Athos senior — Sentite. Per Tara, per tutta la regione, il mio nome ha un suono di ribellione, di coraggio. Se vengono a sapere del mio tradimento, tutto il nostro lavoro diventa inutile. Capito?

Non mi ucciderete voi! Un traditore è dannoso anche morto. È molto più utile… un eroe. Un eroe che la gente possa amare. Io sarò assassinato da un fascista, vigliaccamente. Offriremo uno spettacolo drammatico, che si scolpisca nell’immaginazione popolare, perché si continui a odiare, odiare, odiare sempre di più il fascismo. Sarà la morte leggendaria di un eroe: un grande spettacolo teatrale.

Proveremo. Proveremo come si prova a teatro. Centinaia di attori, tutto il popolo di Tara vi parteciperà, senza sapere.
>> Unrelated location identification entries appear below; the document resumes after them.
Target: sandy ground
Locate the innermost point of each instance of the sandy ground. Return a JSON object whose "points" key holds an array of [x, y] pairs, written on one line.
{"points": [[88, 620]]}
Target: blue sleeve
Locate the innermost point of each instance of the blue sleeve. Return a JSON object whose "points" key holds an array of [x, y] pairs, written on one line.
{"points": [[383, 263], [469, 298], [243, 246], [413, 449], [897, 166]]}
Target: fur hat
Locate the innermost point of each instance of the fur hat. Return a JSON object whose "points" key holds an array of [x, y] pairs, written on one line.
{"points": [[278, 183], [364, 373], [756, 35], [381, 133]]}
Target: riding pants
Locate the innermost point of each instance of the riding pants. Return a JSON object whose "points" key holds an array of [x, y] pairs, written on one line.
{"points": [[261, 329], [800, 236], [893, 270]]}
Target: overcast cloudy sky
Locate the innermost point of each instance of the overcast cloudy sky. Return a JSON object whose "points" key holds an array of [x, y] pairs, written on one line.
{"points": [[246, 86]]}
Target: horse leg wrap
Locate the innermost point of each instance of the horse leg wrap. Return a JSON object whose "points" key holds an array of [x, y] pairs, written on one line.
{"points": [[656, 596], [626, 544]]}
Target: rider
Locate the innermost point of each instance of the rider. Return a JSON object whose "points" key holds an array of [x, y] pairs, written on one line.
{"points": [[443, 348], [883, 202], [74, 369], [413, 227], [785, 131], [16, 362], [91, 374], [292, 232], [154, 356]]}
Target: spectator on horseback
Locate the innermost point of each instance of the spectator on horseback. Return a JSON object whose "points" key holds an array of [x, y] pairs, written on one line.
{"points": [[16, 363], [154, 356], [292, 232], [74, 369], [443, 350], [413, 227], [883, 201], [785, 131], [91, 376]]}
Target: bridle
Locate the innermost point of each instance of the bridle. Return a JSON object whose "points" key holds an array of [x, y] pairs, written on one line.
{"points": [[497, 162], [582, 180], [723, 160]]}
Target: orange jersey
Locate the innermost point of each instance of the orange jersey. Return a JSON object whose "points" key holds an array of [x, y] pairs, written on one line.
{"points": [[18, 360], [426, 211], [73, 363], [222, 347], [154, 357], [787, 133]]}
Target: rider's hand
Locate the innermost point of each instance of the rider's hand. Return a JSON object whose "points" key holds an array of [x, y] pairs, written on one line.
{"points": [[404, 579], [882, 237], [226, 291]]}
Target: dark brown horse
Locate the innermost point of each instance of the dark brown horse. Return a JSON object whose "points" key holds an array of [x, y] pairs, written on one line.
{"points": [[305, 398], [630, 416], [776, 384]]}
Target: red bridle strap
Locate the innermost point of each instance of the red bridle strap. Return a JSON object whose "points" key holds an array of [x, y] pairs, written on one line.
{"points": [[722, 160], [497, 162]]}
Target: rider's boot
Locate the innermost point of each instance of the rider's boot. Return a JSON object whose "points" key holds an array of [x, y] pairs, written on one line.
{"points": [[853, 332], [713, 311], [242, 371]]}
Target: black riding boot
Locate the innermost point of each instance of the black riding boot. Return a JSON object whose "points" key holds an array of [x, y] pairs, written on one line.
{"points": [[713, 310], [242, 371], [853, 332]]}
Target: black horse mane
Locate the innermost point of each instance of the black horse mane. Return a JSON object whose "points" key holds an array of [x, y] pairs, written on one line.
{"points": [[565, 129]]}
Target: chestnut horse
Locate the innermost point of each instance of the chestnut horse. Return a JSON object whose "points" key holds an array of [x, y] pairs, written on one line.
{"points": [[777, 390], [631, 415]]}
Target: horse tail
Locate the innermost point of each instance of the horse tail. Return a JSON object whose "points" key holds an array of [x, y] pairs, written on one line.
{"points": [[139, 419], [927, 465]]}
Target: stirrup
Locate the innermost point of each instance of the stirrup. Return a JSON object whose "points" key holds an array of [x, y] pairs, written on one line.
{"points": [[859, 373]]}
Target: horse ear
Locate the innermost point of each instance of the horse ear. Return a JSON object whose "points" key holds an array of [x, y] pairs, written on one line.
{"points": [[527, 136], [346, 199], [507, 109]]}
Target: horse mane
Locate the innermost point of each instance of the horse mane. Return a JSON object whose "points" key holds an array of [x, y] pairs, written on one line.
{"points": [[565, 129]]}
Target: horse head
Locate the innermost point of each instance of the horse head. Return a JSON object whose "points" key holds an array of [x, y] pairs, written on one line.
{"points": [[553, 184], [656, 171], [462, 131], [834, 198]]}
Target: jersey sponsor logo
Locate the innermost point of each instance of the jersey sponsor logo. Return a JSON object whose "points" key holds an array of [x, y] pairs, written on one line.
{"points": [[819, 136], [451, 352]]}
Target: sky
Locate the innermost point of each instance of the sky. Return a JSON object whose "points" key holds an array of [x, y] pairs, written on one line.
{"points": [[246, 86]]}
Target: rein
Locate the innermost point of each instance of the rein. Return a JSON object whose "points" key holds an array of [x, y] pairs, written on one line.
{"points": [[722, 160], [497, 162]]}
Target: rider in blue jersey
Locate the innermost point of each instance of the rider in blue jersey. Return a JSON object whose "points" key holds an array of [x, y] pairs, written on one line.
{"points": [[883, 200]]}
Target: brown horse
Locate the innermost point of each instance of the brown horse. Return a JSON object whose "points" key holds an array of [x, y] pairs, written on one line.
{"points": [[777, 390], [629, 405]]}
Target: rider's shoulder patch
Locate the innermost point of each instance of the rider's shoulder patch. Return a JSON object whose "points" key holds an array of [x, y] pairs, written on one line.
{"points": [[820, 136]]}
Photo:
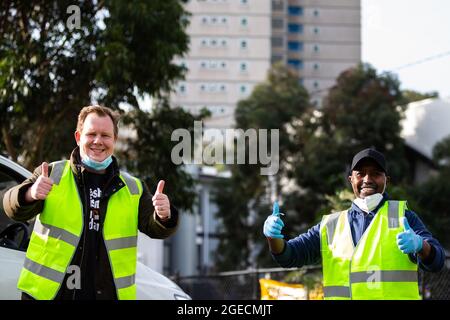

Tutta Tara diventerà un grande teatro.

Athos Magnani arriva col treno e, da solo, scende a Tara, dove è stato chiamato da Draifa, antica amante del padre, per cercare la verità sull’assassinio di quest’ultimo, nel lontano 1936. Benché Athos non abbia mai conosciuto il genitore — morto prima della sua nascita —, essi sono perfetti omonimi e si assomigliano in modo impressionante. Donde la confusione di tutti gli abitanti del posto, che continuano a celebrare in ogni occasione la memoria dell’eroe locale dell’antifascismo.

Mentre prosegue l’indagine di Athos, attraverso le testimonianze a volte contraddittorie dei compagni e dei nemici del defunto, si fa sempre più ovvio che la versione ufficiale nasconde qualcosa… Finché gli viene confessato che non fu “il piombo fascista” a colpire suo padre, bensì i suoi stessi sostenitori, da lui convinti a mascherare la propria esecuzione — per un presunto tradimento — come un attentato fascista, destinato ad ancorare l’odio verso il regime nel cuore dell’intera popolazione…

Invece di rendere pubblica questa nuova “verità”, Athos decide di avallare la leggenda prima di tornarsene a casa. Salvo che rimarrà prigioniero a sua volta dalla ragnatela paterna, realizzando sul binario che nessun treno passa più a Tara da chissà quanto tempo.